Files
logseq/pages/ECMFA2026_17.md

3.2 KiB

type:: REVIEWS tags:: year:: 2026 venue:: full-title:: A Model-Driven Approach To Support The Understanding Of Machine Learning Pipelines date-start:: 04-02-2026 - 10:16 date-submitted:: external-links:: status:: DOING deadline-submission:: file:: /zotero parent:: todoist:: https://app.todoist.com/app/task/14-nicolas-lacroix-mireille-blay-fornarino-philippe-collet-frederic-precioso-and-6frhCMhFhcFm3hPc

- ### [[Comments]]
	- SUMMARY: This paper is about the critical challenge of keeping the consistency between a metamodel and its corresponding grammar during language evolution in model-driven engineering settings.
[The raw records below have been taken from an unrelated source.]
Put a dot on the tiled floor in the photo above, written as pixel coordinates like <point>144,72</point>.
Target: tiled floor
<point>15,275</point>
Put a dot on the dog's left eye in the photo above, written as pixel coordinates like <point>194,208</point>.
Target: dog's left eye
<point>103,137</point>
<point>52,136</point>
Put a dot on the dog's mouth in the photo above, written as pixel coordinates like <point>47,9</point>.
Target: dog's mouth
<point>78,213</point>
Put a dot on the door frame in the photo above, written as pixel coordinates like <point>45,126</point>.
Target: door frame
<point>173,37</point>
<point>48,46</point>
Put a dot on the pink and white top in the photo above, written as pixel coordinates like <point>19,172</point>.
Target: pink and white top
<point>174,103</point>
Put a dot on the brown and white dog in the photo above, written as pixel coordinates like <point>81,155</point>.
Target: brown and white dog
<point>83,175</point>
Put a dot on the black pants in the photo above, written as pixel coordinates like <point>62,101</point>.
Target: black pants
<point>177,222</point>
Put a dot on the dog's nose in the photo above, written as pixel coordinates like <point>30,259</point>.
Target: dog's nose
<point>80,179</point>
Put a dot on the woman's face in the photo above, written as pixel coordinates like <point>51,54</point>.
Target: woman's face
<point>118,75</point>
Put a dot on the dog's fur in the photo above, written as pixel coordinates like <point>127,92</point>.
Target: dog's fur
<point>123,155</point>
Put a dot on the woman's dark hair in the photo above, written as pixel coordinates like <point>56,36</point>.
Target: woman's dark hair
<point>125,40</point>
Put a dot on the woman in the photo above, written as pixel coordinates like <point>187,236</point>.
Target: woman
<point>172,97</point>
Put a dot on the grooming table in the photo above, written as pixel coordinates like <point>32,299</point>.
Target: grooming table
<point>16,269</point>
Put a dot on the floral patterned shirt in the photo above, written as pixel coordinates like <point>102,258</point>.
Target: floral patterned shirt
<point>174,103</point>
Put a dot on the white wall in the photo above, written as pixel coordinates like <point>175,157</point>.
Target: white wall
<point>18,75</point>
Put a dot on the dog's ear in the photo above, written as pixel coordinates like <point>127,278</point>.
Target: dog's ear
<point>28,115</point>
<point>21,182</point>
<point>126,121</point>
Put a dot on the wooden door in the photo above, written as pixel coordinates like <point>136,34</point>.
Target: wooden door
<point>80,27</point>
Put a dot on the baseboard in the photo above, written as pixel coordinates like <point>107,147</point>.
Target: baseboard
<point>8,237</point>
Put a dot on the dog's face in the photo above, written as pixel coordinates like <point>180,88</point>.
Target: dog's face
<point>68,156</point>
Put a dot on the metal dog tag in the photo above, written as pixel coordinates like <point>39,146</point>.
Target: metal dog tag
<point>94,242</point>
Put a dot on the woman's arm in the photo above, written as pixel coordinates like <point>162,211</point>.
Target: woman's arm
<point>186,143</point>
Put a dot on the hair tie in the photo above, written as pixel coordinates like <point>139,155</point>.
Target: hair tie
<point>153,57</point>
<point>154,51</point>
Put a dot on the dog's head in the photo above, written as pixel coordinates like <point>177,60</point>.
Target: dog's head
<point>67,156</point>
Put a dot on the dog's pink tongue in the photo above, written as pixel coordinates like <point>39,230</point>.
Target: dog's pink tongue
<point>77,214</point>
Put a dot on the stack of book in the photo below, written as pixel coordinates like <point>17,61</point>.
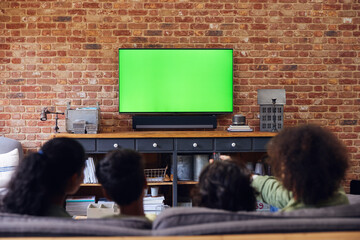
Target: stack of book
<point>153,205</point>
<point>239,128</point>
<point>89,171</point>
<point>77,206</point>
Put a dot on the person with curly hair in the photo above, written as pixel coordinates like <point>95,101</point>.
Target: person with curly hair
<point>309,163</point>
<point>121,173</point>
<point>43,179</point>
<point>225,185</point>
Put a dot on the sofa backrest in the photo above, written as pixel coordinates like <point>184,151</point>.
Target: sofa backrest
<point>213,220</point>
<point>13,225</point>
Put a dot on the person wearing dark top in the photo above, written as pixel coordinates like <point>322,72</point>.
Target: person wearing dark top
<point>225,185</point>
<point>43,179</point>
<point>121,173</point>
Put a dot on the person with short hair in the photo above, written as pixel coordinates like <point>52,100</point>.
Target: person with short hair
<point>309,163</point>
<point>43,179</point>
<point>225,185</point>
<point>121,173</point>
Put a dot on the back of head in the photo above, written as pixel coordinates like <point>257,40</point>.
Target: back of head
<point>309,160</point>
<point>121,173</point>
<point>225,185</point>
<point>43,175</point>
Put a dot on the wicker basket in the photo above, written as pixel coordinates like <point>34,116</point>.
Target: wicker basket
<point>155,175</point>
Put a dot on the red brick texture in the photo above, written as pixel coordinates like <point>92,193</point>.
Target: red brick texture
<point>52,52</point>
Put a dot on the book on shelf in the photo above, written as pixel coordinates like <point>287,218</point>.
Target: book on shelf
<point>89,171</point>
<point>77,205</point>
<point>154,205</point>
<point>239,128</point>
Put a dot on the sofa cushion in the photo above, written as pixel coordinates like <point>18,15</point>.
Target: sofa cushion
<point>175,217</point>
<point>264,226</point>
<point>13,225</point>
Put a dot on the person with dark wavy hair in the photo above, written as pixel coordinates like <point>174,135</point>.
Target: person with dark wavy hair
<point>122,176</point>
<point>43,179</point>
<point>225,185</point>
<point>309,163</point>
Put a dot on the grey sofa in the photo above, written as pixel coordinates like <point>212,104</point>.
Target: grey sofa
<point>192,221</point>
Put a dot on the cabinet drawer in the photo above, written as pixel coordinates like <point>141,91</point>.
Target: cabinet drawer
<point>195,144</point>
<point>155,144</point>
<point>105,145</point>
<point>233,144</point>
<point>260,143</point>
<point>88,144</point>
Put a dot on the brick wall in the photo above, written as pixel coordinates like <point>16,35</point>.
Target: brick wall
<point>52,52</point>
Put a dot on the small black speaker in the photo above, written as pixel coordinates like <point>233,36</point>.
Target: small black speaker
<point>174,122</point>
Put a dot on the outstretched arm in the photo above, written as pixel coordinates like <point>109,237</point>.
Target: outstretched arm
<point>271,191</point>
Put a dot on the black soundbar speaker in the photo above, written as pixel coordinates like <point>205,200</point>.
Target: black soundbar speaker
<point>174,122</point>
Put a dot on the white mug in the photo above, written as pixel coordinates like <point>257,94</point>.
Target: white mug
<point>259,168</point>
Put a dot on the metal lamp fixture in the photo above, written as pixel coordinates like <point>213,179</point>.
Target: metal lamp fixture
<point>43,117</point>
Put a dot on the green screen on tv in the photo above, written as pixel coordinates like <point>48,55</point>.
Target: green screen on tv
<point>175,80</point>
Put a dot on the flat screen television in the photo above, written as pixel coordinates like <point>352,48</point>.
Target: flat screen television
<point>175,81</point>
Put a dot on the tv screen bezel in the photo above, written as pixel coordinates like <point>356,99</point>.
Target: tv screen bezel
<point>183,112</point>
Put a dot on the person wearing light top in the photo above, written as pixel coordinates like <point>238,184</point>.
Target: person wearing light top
<point>309,163</point>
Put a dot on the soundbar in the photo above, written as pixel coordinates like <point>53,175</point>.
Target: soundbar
<point>174,122</point>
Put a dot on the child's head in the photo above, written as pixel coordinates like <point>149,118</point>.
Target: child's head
<point>51,173</point>
<point>122,176</point>
<point>225,185</point>
<point>309,160</point>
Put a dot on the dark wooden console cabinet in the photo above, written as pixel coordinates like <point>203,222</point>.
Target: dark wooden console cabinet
<point>174,142</point>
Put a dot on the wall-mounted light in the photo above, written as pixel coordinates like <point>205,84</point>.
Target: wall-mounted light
<point>45,112</point>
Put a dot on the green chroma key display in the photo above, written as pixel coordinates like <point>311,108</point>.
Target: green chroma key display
<point>175,80</point>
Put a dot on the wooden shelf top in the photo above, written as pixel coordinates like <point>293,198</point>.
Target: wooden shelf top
<point>168,134</point>
<point>149,183</point>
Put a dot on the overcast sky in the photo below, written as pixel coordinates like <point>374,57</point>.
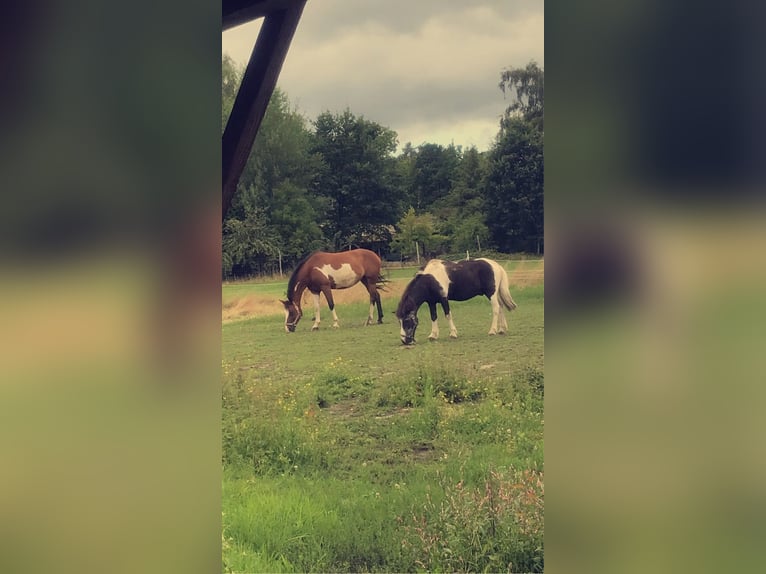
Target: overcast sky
<point>428,69</point>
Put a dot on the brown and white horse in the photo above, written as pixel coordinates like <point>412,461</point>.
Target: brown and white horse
<point>322,272</point>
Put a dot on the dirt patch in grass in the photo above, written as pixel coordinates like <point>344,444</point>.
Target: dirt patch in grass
<point>527,274</point>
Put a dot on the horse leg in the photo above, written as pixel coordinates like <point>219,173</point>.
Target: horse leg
<point>434,325</point>
<point>495,314</point>
<point>372,306</point>
<point>331,304</point>
<point>448,316</point>
<point>315,326</point>
<point>503,326</point>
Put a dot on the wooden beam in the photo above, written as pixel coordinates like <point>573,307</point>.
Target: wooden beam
<point>254,93</point>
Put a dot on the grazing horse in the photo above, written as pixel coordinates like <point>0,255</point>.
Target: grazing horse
<point>321,272</point>
<point>441,281</point>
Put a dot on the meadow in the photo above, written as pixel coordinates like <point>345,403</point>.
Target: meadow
<point>345,451</point>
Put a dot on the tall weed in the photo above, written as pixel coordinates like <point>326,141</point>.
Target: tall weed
<point>497,527</point>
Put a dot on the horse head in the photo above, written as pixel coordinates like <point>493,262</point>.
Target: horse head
<point>293,314</point>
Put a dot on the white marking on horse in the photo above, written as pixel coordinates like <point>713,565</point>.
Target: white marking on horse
<point>342,278</point>
<point>436,269</point>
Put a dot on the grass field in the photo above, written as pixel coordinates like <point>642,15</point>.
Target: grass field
<point>345,451</point>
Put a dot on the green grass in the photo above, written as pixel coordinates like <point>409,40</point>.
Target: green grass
<point>345,451</point>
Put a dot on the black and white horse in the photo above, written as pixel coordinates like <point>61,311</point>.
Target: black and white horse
<point>443,281</point>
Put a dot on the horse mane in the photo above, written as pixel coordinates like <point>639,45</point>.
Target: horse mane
<point>294,277</point>
<point>406,295</point>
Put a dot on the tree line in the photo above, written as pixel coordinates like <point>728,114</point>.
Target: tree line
<point>337,182</point>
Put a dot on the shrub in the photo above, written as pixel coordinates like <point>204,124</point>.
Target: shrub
<point>498,527</point>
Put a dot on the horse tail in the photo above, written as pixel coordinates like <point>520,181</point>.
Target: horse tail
<point>381,282</point>
<point>503,291</point>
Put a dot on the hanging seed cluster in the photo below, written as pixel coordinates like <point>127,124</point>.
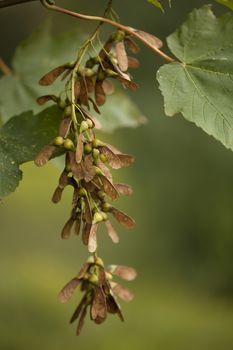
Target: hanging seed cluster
<point>87,169</point>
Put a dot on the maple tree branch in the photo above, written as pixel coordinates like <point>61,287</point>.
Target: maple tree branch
<point>7,3</point>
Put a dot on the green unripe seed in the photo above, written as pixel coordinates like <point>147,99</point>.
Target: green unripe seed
<point>94,279</point>
<point>68,144</point>
<point>97,218</point>
<point>101,194</point>
<point>95,153</point>
<point>97,143</point>
<point>99,261</point>
<point>101,75</point>
<point>103,158</point>
<point>87,148</point>
<point>91,260</point>
<point>114,60</point>
<point>58,141</point>
<point>106,207</point>
<point>98,171</point>
<point>67,111</point>
<point>84,126</point>
<point>104,216</point>
<point>61,104</point>
<point>90,123</point>
<point>82,192</point>
<point>88,72</point>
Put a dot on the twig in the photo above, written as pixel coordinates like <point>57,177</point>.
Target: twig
<point>120,26</point>
<point>4,68</point>
<point>7,3</point>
The authors propose a method based on Large Language Models to automate grammar adaptation by learning from historical version changes, specifically by comparing an original generated grammar with its manually adapted counterpart to propagate those changes to a newly evolved version. The study evaluates three different models (i.e., Claude Sonnet 4.5, ChatGPT 5.1, and Gemini 3) against a rule-based baseline using six real-world domain-specific languages and a longitudinal case study of the QVTo language across four official versions. Results show that for small-to-medium scale grammars, the LLM-based approach achieves perfect rule-level adaptation consistency and output similarity, outperforming rule-based methods in complex scenarios such as those involving syntactic predicates or order-insensitive attribute combinations. However, the research also identifies that LLMs struggle with large-scale grammars like EAST-ADL, exhibiting systematic omissions despite having a sufficient context window.
	- COMMENTS: The paper is about a critical problem, which has been investigated for years by the modeling and programming communities. I enjoyed reading the paper, which is well-written and structured. I liked the empirical demonstration of how LLMs compare to traditional rule-based tools. While rule-based approaches rely on predefined transformation rules that often fail when encountering nested optionality or complex backtracking structures, the LLM-based method successfully captures the underlying design intent by observing historical examples.  
	  
	  I have only a few suggestions for improvements:
	-
		- While the authors specify using the web interface of Claude Sonnet 4.5 for initial refinements, providing more detail on the automation (if any) of the subsequent cross-model evaluations would enhance the reproducibility of the experiments
	- Additionally, the paper would benefit from explicitly summarizing the identified boundaries into actionable guidelines, clearly delineating the specific grammar constructs where LLMs are highly recommended versus the scale thresholds where they begin to fail. Such a recap would bridge the gap between theoretical findings and practical software engineering applications.
	- The following sentence in the introduction: "Results show that on the 72 test set DSLs, all three LLMs achieved 100% Rule-level Adap- 73 tation Consistency (RAC) and 100% output similarity, while 74 the rule-based approach achieved 84.21% RAC ..." can be confusing because the metric name ("Rule-level...") sounds similar to the "rule-based" approach. Finding an alternative way to solve the confusion would help.